Why is it 'in fondo' for "at the end' and 'alla strada' as 'of the street' ? Why not 'al fondo' for 'at the end' and 'della strada' for 'of the street'? I'm so confused.
In Italian, every time you want to say 'at the bottom of...' you use 'in fondo a...' It's just the way they use the word 'fondo.' It's the same with 'at the top of...' (in cima a).
Prepositions are weird in Italian, and often they won't translate over to English exactly. My best friend is Italian and his mum told me that with prepositions, if you're not sure, half the time you have to just guess and hope you're right. She struggled a lot with English prepositions when they first came to Australia, and even now after thirteen years she still uses the wrong preposition sometimes.
I'm sure the way we say it seems strange to Italians.

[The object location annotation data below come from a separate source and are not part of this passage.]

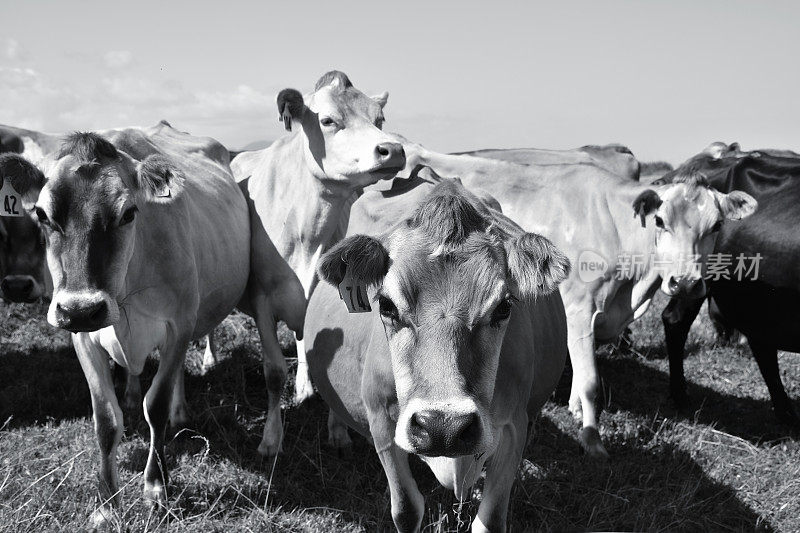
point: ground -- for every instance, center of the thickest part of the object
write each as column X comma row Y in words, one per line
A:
column 725, row 465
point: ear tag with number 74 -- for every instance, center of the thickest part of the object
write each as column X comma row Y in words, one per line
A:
column 10, row 201
column 354, row 294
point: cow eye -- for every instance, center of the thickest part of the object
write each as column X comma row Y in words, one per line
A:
column 128, row 216
column 41, row 216
column 501, row 312
column 387, row 308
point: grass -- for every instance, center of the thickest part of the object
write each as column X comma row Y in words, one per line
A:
column 725, row 466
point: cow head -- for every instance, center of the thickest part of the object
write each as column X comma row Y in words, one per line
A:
column 342, row 132
column 87, row 202
column 687, row 214
column 448, row 279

Prepositions are so difficult to learn since there seems to be no pattern to it.
I put it in 'Google translate' and it also came up with "in fondo alla strada", so that must be the way it is said in Italian, however strange this construction may appear to an English speaker.
Yes, in this case, because there is no context, we don't know whether it is "I am" or "They are".
Anyone know of a good resource for making sense of which prepositions to use where?
I tried a search and found several pages of explanation. None of them made any sense to me!. I think it just has to be absorbed by listening and reading. (Italian is not the only language of which this has been said.)